The Coronation Hall, on the edge of the Lake of Remembrance in Queen Elizabeth Park, has seen a lot of changes in its 107 year history. But it was not the first tea kiosk in the park, as GARETH WINTER from the Wairarapa Archive explains.
15 March 2019
Shortly after the Masterton Borough Council assumed control of what was then called Masterton Park in the early 20th century, they embarked on a number of improvements, including creating ‘ornamental waters’, and erecting tea rooms.
In June 1906 a couple of local carpenters offered to build a combined tea rooms, summerhouse, cloakroom and lavatory if Council would agree to buy the timber. Councillor Temple drew up plans which would cost about £125-150, less if the offer of free labour was accepted. The Masterton Band were keen to help, envisioning that the new kiosk could also act as a practice room.

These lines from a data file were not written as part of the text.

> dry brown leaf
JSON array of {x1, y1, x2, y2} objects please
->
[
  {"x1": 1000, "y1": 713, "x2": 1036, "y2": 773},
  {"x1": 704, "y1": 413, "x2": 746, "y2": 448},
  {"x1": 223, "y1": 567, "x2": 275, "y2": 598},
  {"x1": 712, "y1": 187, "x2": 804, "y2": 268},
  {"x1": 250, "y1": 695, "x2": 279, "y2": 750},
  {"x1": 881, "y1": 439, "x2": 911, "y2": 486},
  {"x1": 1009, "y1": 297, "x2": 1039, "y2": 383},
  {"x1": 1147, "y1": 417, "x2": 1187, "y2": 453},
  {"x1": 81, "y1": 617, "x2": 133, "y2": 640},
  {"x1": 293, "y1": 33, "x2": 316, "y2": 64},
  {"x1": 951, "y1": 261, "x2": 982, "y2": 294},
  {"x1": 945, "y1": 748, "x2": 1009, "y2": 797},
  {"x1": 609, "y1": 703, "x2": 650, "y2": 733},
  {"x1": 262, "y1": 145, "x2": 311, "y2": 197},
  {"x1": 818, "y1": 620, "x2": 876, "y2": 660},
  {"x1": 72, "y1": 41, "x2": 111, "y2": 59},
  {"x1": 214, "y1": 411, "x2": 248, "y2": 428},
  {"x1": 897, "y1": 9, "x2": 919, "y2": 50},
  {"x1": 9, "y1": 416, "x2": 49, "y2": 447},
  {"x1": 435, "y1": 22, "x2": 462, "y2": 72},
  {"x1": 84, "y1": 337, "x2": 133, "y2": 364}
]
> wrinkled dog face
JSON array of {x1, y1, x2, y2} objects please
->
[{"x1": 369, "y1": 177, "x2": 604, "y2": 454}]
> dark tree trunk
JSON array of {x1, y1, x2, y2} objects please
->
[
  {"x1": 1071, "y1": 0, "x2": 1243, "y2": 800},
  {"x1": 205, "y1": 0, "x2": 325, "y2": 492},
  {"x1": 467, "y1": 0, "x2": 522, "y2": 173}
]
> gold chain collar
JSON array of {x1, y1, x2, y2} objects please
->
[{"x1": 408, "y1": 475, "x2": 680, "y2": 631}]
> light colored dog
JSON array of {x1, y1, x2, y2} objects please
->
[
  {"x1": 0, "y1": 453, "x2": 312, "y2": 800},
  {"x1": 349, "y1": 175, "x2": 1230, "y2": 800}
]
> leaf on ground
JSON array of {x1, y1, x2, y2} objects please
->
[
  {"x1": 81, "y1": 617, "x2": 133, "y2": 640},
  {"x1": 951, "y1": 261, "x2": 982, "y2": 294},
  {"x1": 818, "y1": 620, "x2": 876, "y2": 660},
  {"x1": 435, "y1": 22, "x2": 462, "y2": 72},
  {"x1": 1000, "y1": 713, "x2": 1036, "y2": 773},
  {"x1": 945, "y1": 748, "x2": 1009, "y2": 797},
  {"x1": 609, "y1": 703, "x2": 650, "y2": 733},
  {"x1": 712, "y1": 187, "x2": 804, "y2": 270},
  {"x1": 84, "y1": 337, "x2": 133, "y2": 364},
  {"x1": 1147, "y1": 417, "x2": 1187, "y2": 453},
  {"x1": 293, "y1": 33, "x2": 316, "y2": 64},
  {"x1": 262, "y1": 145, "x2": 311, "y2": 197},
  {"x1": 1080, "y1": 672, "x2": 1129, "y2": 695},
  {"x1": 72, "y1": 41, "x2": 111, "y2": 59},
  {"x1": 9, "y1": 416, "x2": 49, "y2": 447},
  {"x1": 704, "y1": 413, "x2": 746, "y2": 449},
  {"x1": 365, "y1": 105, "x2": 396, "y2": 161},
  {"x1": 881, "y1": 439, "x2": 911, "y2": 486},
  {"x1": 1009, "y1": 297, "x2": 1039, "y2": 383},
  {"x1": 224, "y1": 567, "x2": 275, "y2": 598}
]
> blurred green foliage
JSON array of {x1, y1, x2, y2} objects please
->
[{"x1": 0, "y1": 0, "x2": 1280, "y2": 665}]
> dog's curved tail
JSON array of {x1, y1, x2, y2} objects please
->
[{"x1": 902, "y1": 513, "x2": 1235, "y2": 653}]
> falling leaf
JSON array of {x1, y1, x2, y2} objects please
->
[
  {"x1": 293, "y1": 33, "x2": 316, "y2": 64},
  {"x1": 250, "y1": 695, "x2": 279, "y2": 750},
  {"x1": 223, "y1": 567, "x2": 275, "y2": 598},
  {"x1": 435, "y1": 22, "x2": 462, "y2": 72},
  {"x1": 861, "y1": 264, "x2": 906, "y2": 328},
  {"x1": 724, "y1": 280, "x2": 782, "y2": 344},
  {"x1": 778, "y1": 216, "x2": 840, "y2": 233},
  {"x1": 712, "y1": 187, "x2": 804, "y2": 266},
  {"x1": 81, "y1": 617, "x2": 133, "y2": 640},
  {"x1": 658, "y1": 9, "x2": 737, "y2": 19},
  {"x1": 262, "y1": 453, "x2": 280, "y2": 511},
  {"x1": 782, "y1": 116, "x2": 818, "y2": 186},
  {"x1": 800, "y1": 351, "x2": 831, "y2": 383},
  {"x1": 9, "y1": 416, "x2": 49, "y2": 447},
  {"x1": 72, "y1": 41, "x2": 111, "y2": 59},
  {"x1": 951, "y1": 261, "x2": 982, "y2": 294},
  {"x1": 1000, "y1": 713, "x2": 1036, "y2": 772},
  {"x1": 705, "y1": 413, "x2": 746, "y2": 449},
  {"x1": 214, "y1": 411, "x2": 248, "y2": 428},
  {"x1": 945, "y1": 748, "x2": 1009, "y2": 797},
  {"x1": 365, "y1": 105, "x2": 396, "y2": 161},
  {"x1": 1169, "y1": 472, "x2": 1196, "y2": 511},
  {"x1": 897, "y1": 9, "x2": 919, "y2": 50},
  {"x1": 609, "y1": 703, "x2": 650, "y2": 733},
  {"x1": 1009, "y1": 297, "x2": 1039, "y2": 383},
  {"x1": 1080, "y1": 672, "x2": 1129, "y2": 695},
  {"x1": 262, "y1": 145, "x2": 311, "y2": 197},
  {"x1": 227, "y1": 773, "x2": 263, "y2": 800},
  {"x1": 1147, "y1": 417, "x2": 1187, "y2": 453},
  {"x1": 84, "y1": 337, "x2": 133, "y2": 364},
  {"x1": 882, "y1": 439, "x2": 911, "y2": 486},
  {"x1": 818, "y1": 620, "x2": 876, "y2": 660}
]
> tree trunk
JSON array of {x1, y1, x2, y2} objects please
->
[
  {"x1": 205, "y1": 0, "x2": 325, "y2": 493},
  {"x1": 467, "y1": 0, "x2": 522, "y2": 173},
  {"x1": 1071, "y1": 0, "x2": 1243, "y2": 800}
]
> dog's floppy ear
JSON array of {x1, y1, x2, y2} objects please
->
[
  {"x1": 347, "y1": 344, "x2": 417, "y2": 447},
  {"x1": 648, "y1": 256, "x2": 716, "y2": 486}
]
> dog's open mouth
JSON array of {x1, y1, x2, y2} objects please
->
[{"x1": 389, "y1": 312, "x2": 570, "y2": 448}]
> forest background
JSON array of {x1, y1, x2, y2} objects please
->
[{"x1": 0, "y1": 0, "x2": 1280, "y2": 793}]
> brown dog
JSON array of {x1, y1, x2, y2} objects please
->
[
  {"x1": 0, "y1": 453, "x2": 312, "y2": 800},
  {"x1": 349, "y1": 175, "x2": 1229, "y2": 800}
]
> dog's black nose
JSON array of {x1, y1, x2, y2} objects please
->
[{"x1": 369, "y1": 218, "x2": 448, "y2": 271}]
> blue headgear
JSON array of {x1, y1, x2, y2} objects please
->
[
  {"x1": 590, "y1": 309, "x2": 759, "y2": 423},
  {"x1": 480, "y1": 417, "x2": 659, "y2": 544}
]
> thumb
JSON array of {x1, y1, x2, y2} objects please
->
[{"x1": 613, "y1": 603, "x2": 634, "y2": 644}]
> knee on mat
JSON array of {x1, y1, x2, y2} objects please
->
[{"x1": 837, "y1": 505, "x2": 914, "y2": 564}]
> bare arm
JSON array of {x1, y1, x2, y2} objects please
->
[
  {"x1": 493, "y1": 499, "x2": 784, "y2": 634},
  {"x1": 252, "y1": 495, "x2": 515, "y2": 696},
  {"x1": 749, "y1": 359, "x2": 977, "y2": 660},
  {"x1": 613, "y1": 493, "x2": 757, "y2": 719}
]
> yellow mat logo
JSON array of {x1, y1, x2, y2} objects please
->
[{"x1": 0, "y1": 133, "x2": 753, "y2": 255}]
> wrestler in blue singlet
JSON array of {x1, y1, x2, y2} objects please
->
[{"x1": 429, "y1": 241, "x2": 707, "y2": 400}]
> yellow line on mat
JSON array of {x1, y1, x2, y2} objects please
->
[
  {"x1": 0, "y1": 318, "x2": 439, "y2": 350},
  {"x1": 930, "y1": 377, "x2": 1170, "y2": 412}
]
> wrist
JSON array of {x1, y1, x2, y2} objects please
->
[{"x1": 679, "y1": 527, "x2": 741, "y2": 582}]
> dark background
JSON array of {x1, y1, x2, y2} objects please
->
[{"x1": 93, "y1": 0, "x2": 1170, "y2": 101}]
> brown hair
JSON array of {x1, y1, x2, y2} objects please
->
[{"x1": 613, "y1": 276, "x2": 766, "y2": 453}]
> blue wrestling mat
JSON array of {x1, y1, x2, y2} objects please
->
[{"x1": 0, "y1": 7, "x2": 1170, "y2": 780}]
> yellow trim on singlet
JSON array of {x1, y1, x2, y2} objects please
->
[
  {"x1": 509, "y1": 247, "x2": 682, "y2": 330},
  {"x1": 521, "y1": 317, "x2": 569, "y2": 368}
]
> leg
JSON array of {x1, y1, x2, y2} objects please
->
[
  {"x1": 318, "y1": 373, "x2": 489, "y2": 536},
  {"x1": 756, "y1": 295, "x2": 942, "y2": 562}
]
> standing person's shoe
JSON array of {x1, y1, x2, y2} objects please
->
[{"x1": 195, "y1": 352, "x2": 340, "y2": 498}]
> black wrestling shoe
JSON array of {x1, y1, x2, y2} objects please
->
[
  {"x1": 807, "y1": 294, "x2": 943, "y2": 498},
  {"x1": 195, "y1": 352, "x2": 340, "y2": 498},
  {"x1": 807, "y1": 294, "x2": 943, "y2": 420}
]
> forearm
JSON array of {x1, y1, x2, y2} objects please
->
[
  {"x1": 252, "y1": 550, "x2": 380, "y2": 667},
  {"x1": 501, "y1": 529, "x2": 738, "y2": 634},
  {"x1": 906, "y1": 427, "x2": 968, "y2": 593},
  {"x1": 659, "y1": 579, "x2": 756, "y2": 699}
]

In late November 1906 the Council agreed, and came up with an ambitious plan – they would try and build the kiosk in time for the New Year’s Day sports. Incredibly, the tender was opened, closed, and let within a week, and the kiosk/band room, sited behind the grandstand, towards Dixon Street, was officially opened before the end of the year.
It quickly became apparent it was not big enough, and was also poorly sited, the main activity in the park taking place near the lake rather than behind the grandstand. Accordingly a new building was planned, partially funded with money granted by central government to mark the coronation of George V, and called the Coronation Hall.
This more substantial building was designed by Milton Varnham and built by local firm Rose and Mason for the cost of £626. It was officially opened on February 2 1912, accompanied by a full day’s sport, with swimming sports in in the lake, running and cycling on the oval, and highland dancers and the Masterton Band performing.
The Coronation Hall was very popular as a social gathering place. Bowlers and tennis players from the adjacent courts used it as a tea rooms, and it was frequently hired out for weddings and other social functions. It even served as educational purpose. Following the `1942 earthquake, in which many Masterton buildings were structurally damaged, it was used as a classroom by students from nearby Lansdowne School.
As the 1950s progressed the Borough Council found it increasingly difficult to find a tenant for the building and it was losing money. As they were reluctant to spend any money on a building they were getting poor returns from, the Coronation Hall started to assume a very shabby appearance. By the early 1960s there was talk of demolishing it, but help came in the form of the Masterton Aquarium Society, who took over running the building. They ran a small kiosk and also charged a modest entry fee, and a generation of Masterton children were able to see tanks of tropical fish, axolotls and turtles.
By the early 2000s, the Coronation Hall was looking a bit shabby again, and the Aquarium Society ran out of steam. The Council had adopted a new management plan for the park, and the hall needed to be brought up to fire safety standards. Once it was renovated, the Council sought a tenant for a café-restaurant.
The offer of Wellington property developer Doug Catley was accepted, and he and the Council refurbished the building as a French-style café. It opened in May 2001, and was soon a popular destination for visitors and Mastertonians alike.
There have been a number of different eateries in the Coronation Hall since then. People have been able to take advantage of the lakeside setting, to watch the cricketers on the oval, or watch the bowlers on the rinks alongside the building.
A new tenant has recently been secured, so the venerable Coronations Hall looks set to continue to serve the public of Masterton.